The federal government joined 17 state attorneys general in a lawsuit against online retailer Amazon for allegedly engaging in a monopoly that "uses a set of interlocking anticompetitive and unfair strategies to illegally maintain" its power.
The attorneys general of Connecticut, Delaware, Maine, Maryland, Massachusetts, Michigan, Minnesota, New Jersey, New Hampshire, New Mexico, Nevada, New York, Oklahoma, Oregon, Pennsylvania, Rhode Island and Wisconsin joined the lawsuit.
The lawsuit alleges that Amazon's current competitors are prevented from growing and new competitors are unable to emerge.
"By stifling competition on price, product selection, quality, and by preventing its current or future rivals from attracting a critical mass of shoppers and sellers, Amazon ensures that no current or future rival can threaten its dominance," the Federal Trade Commission said. "Amazon’s far-reaching schemes impact hundreds of billions of dollars in retail sales every year, touch hundreds of thousands of products sold by businesses big and small and affect over a hundred million shoppers."
Amazon has continued to report soaring revenues. In the second quarter of 2023, Amazon reported $134.4 billion in net sales, an 11% increase over the year before.
In 2022, the company reported $514 billion in net sales, a 9% increase compared to 2021. Prior to last year, Amazon's net sales grew by 18% in 2021 and 30% in 2020.
The complaint alleges that Amazon punishes sellers that may sell their products for a lower price at other outlets by burying their products on the website. The complaint also alleges that sellers are conditioned to obtain Prime eligibility to use Amazon's costly fulfillment service.
The FTC also says that Amazon charges sellers dependent on the website costly fees to have their items promoted on Amazon.
“We’re bringing this case because Amazon’s illegal conduct has stifled competition across a huge swath of the online economy. Amazon is a monopolist that uses its power to hike prices on American shoppers and charge sky-high fees on hundreds of thousands of online sellers,” said John Newman, deputy director of the FTC’s Bureau of Competition. “Seldom in the history of U.S. antitrust law has one case had the potential to do so much good for so many people.”
David Zapolsky, Amazon senior vice president of global public policy and general counsel, responded to the allegations.

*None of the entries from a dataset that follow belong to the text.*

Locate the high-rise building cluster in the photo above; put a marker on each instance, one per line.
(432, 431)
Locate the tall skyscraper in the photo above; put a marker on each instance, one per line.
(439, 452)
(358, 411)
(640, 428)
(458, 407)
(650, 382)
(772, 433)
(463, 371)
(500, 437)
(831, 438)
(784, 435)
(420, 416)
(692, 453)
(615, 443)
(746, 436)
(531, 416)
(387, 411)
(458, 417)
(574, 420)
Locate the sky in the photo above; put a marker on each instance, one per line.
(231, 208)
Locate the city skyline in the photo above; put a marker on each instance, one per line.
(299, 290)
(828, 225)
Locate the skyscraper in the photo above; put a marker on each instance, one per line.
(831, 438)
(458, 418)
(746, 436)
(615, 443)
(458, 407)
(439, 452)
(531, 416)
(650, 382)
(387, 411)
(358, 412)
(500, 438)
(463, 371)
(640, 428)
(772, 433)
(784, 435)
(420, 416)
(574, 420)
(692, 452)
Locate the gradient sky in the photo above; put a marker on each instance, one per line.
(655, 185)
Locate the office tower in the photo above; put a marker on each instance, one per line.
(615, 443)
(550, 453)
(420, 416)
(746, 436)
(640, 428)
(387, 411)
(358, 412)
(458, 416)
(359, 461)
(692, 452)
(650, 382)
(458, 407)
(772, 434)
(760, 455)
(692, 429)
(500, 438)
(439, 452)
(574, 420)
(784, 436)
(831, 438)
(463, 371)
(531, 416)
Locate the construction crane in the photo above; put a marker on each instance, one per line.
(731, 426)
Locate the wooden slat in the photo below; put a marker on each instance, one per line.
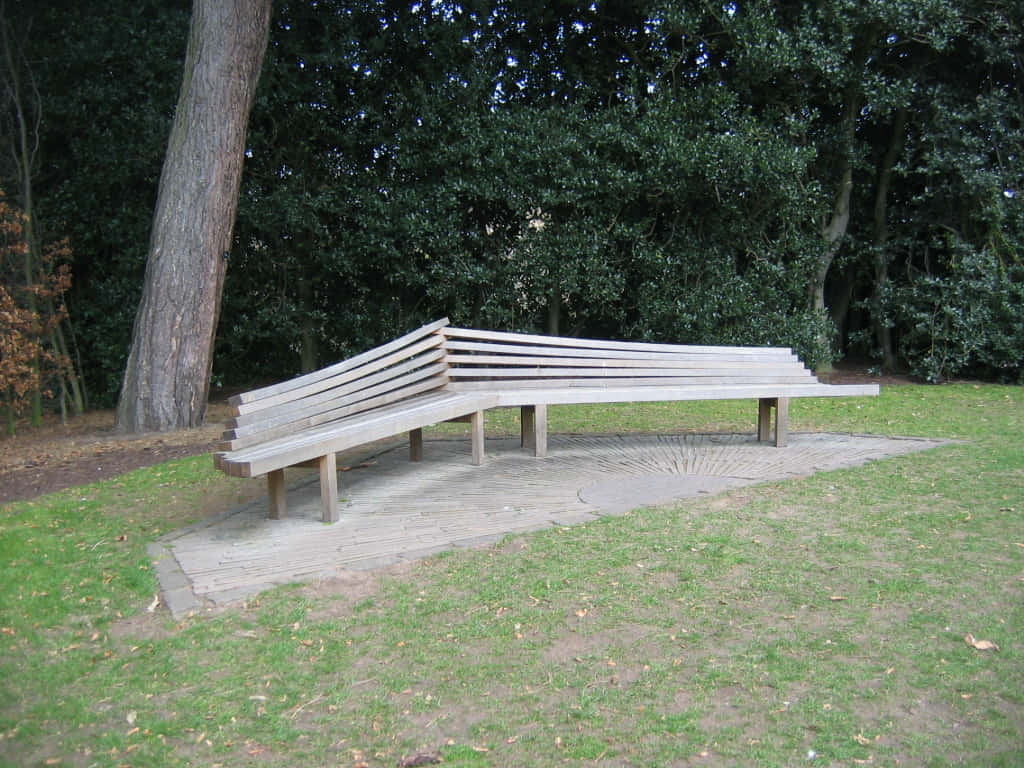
(360, 429)
(418, 368)
(561, 341)
(467, 361)
(651, 393)
(501, 377)
(235, 439)
(327, 384)
(350, 363)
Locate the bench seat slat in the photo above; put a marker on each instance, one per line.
(581, 395)
(339, 435)
(697, 354)
(235, 439)
(500, 377)
(345, 365)
(467, 360)
(352, 375)
(562, 341)
(423, 367)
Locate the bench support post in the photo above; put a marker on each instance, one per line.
(781, 406)
(535, 429)
(416, 444)
(329, 487)
(275, 494)
(476, 427)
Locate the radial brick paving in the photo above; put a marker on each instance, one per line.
(393, 510)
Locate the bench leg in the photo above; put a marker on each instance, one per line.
(781, 421)
(275, 494)
(329, 487)
(541, 430)
(781, 406)
(535, 429)
(416, 444)
(476, 426)
(527, 437)
(764, 419)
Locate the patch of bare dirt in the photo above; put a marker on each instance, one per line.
(88, 449)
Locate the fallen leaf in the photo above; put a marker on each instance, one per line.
(980, 644)
(418, 760)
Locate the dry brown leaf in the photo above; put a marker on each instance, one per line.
(980, 644)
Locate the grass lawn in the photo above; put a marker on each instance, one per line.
(817, 622)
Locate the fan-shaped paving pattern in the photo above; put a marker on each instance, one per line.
(394, 509)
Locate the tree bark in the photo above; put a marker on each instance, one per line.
(883, 331)
(167, 376)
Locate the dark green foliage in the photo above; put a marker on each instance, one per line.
(634, 169)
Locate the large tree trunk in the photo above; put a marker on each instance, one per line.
(167, 377)
(835, 228)
(883, 331)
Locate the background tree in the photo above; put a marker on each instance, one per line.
(167, 376)
(43, 276)
(639, 169)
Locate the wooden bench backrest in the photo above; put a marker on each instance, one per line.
(478, 359)
(403, 368)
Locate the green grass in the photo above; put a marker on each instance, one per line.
(821, 615)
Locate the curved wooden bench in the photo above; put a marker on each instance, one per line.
(438, 373)
(534, 372)
(395, 388)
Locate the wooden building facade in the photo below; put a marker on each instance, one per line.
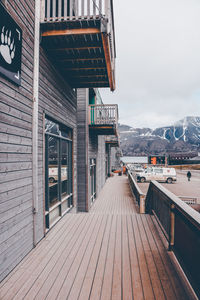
(39, 113)
(94, 122)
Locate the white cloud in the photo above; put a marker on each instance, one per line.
(158, 61)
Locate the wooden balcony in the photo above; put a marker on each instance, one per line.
(103, 119)
(110, 253)
(112, 140)
(79, 38)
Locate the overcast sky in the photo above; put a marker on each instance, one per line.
(158, 61)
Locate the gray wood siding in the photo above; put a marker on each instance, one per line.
(56, 99)
(16, 220)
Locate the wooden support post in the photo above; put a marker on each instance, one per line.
(35, 116)
(42, 15)
(142, 204)
(172, 227)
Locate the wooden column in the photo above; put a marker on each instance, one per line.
(172, 227)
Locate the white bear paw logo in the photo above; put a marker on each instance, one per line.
(7, 47)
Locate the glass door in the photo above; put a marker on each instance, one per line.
(58, 171)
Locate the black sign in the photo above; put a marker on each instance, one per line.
(10, 47)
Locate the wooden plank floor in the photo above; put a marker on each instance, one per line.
(110, 253)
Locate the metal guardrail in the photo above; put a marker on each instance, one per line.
(181, 226)
(188, 200)
(139, 195)
(103, 114)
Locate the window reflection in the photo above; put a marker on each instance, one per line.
(58, 171)
(53, 170)
(64, 169)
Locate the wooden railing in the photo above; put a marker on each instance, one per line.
(140, 197)
(103, 114)
(181, 225)
(59, 10)
(112, 139)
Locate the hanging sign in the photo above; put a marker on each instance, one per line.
(10, 47)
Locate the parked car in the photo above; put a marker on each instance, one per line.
(160, 174)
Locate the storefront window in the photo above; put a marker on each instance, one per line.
(58, 171)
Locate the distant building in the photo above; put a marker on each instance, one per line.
(134, 159)
(53, 154)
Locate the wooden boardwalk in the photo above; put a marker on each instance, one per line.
(110, 253)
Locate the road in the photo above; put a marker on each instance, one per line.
(182, 187)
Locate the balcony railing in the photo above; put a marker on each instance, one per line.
(181, 226)
(104, 118)
(112, 140)
(83, 32)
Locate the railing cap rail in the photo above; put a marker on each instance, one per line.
(188, 211)
(94, 105)
(136, 186)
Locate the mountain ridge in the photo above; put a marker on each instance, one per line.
(182, 136)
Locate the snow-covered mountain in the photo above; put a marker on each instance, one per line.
(183, 136)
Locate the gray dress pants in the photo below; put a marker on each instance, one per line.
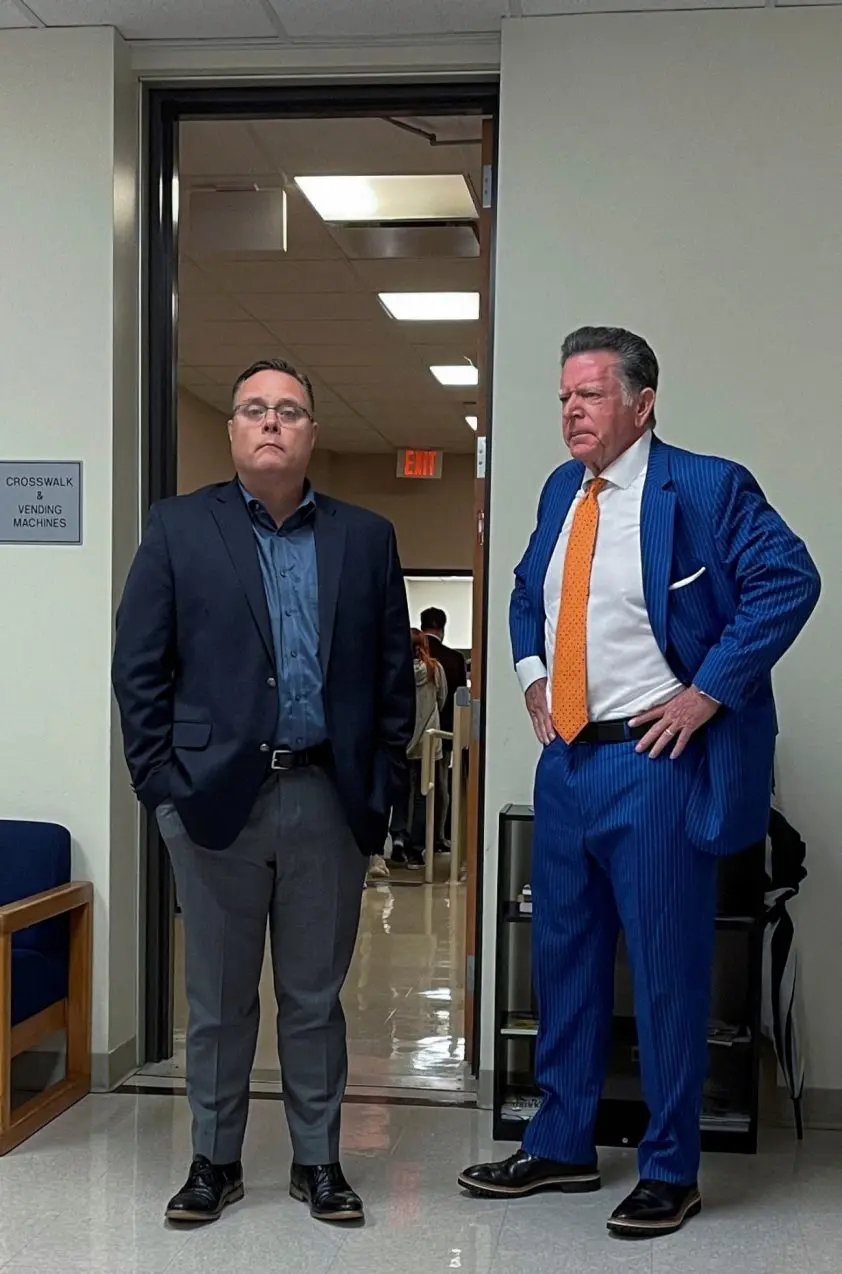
(297, 868)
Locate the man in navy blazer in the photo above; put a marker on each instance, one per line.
(688, 587)
(264, 675)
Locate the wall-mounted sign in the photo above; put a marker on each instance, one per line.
(40, 502)
(413, 463)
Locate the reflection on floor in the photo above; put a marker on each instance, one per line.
(85, 1196)
(404, 998)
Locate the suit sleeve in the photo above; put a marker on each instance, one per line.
(144, 663)
(525, 624)
(777, 590)
(396, 679)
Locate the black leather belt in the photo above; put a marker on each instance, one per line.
(284, 758)
(612, 731)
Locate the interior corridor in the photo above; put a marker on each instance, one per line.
(404, 996)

"Today’s suit makes clear the FTC’s focus has radically departed from its mission of protecting consumers and competition," he said. "The practices the FTC is challenging have helped to spur competition and innovation across the retail industry, and have produced greater selection, lower prices, and faster delivery speeds for Amazon customers and greater opportunity for the many businesses that sell in Amazon’s store. If the FTC gets its way, the result would be fewer products to choose from, higher prices, slower deliveries for consumers, and reduced options for small businesses—the opposite of what antitrust law is designed to do. The lawsuit filed by the FTC today is wrong on the facts and the law, and we look forward to making that case in court."